Ин молчал. Во-первых, он не знал ответа, во-вторых, его мутило от запаха, и он старался не дышать.
– Никто не возвращается оттуда… собой, – прошептал Кари доверительно и пьяно. – Жизнь прожить тебе не поле перейти, а, сопляк! Никто… не возвращался.
Ин сделал шаг, выворачиваясь из цепкой этой, грязной клешни, но Кари держал.
– Ты думаешь, я не был? – рыкнул, оглушив ещё одной волной перегара. – Думаешь, я не ходил, а? Думаешь, Кари только зенки за..ик..ливать?
Ин ничего не думал и ничего не хотел знать. Он рванулся, костлявое плечо наконец выскользнуло из пальцев пьяницы. Страна цветной черепицы осталась за спиной – вместе с пошатывающимся Кари, пятки отбили по гладким уличным плитам короткую злую дробь. Если ты слишком слаб и молод, чтобы драться – убегай.
Ин даже не опоздал, когда толкнул засиженную мухами стеклянную дверь пивной. Никого – рано. Хозяин – толстый Тен, с лицом, изрытым пыльной лихорадкой, любовно натирал тряпочкой своё главное достояние – коллекцию серебристых автомобильчиков под пластиковыми прозрачными колпаками. Снимал колпак с каждого, протирал, ставил на место, и колпак тоже полировал, подышав на гладкий пластик. Тряпочка была красная, замшевая, такая яркая в этой серой грязноватой пивной, освещённой молочным светом трех плафонов, пивной, в которой, как ни убирай, все равно под ногами немного липко. В их районе, в «Пятом нижнем», автомобилей отродясь не было, ни одного. Только пяток электрокаров, развозивших товары в пивную, булочную, во все эти тесные лавочки на Центральной улице.
Ин кивнул ему. Ин повозил шваброй по полу, размазав что можно было размазать. Этот день обещал быть таким же, как все, но Ину казалось, что – сырее, серее и обычнее других. Он про каждый день так думал.
– Мальчики», – вздохнул толстый Тен и прошёл за стойку. Он часто вздыхал так над Ином – Ин не понимал, почему. Мир старших был непонятен – и неинтересен. Там ничего не ждало. Ин наизусть запомнил все их разговоры – о том, что плодятся, а работать некому, о том, что где-то прохудилась труба, о том, что когда же это кончится.
Долгие дни, когда он парил вместе с толстым Теном за стеклами пивной, как муха в янтаре, бесконечно перетирая полы, столы, просто гору кружек и тарелок, были полны этих разговоров. Один раз Ин хотел вымыть витрину – просто чтобы лучше было видно, как по улице ходят девчонки с коричневыми и белыми лентами в косах – но толстый Тен не позволил. Ещё не хватало время разбазаривать, и так небось видать с улицы, привезли ли пиво, а из-за стойки – не идёт ли кто.

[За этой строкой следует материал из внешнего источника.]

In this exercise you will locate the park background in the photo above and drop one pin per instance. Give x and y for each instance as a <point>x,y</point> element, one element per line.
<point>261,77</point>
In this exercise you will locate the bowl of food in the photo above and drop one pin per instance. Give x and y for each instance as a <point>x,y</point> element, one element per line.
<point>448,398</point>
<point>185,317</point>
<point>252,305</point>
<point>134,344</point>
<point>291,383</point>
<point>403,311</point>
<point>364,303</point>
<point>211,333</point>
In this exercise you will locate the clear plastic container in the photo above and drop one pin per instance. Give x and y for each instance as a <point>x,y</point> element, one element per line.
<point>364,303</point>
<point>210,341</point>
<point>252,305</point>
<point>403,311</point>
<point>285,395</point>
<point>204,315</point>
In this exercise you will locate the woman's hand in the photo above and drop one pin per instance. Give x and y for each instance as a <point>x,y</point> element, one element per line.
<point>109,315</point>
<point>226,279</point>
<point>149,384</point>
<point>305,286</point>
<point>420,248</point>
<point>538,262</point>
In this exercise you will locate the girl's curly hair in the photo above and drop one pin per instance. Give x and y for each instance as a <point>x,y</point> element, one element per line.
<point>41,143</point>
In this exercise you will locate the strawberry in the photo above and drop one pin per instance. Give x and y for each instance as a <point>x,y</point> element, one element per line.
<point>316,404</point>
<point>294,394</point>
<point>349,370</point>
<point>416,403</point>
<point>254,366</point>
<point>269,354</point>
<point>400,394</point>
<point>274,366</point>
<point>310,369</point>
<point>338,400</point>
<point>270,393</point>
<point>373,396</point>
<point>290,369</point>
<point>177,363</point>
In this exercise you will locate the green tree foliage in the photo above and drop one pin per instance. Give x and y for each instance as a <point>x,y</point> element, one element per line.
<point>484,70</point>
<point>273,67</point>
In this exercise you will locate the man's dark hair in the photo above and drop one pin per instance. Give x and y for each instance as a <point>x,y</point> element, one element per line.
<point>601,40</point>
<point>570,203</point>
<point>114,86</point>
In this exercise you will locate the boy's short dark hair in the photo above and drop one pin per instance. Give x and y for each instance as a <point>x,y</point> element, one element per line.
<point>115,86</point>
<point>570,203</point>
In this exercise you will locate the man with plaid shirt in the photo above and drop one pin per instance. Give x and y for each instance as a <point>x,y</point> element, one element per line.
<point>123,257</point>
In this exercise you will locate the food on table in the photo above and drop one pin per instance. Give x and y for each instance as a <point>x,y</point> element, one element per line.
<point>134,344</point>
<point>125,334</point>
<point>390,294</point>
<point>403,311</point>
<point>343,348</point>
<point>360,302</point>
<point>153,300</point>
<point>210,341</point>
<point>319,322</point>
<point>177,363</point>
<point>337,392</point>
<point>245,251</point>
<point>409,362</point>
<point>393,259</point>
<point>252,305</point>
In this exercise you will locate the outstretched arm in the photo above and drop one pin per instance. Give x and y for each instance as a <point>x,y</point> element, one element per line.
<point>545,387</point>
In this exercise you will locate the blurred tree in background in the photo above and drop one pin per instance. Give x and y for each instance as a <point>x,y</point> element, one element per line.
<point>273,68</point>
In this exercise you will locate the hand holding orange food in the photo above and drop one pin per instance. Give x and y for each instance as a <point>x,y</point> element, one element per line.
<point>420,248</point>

В «Пятом нижнем» умели беречь время, воду, свет, мыло и слова, не бить зря ноги: не богачи, поди. Ин берег, хотя ему хотелось мыть стекла и бежать бегом, чтобы улица ударяла в пятки. Так было в старых фильмах. Новых в Пятом Нижнем не снимали и не показывали.

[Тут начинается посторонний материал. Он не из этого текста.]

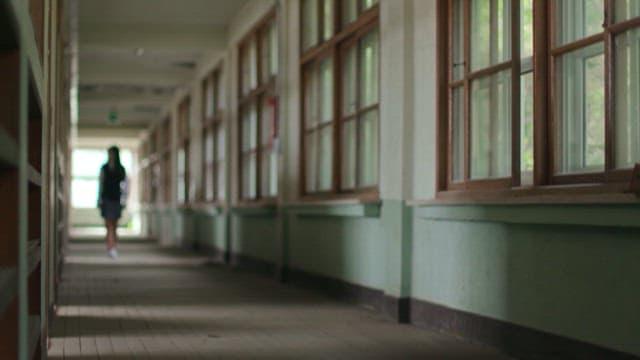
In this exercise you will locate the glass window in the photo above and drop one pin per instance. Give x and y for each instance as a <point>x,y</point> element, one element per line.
<point>349,11</point>
<point>490,33</point>
<point>258,130</point>
<point>327,16</point>
<point>369,69</point>
<point>341,113</point>
<point>309,24</point>
<point>490,138</point>
<point>578,19</point>
<point>366,4</point>
<point>626,9</point>
<point>627,97</point>
<point>580,111</point>
<point>458,135</point>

Когда-нибудь он вырастет и, возможно, сменит толстого Тена, у которого нет детей и которому запрещено их иметь. А может быть, станет мусорщиком на окраине. Выбор небогатый. Всех развлечений у Ина было, да и впредь предвиделось – улица, бьющая в пятки, старые фильмы и Граница, за которой цвёл «Первый Верхний», недостижимый и весенний, как открытка на бабушкином комоде. Он ничего не хотел знать о том, как живут старшие, чем они дышат, потому что подозревал – тем же, что и он, и когда никто не видит, и когда все смотрят. Иногда кого-нибудь из них вызывают в ратушу, чтобы перевести в отдалённый район, но редко. А так – ничего. Ничего.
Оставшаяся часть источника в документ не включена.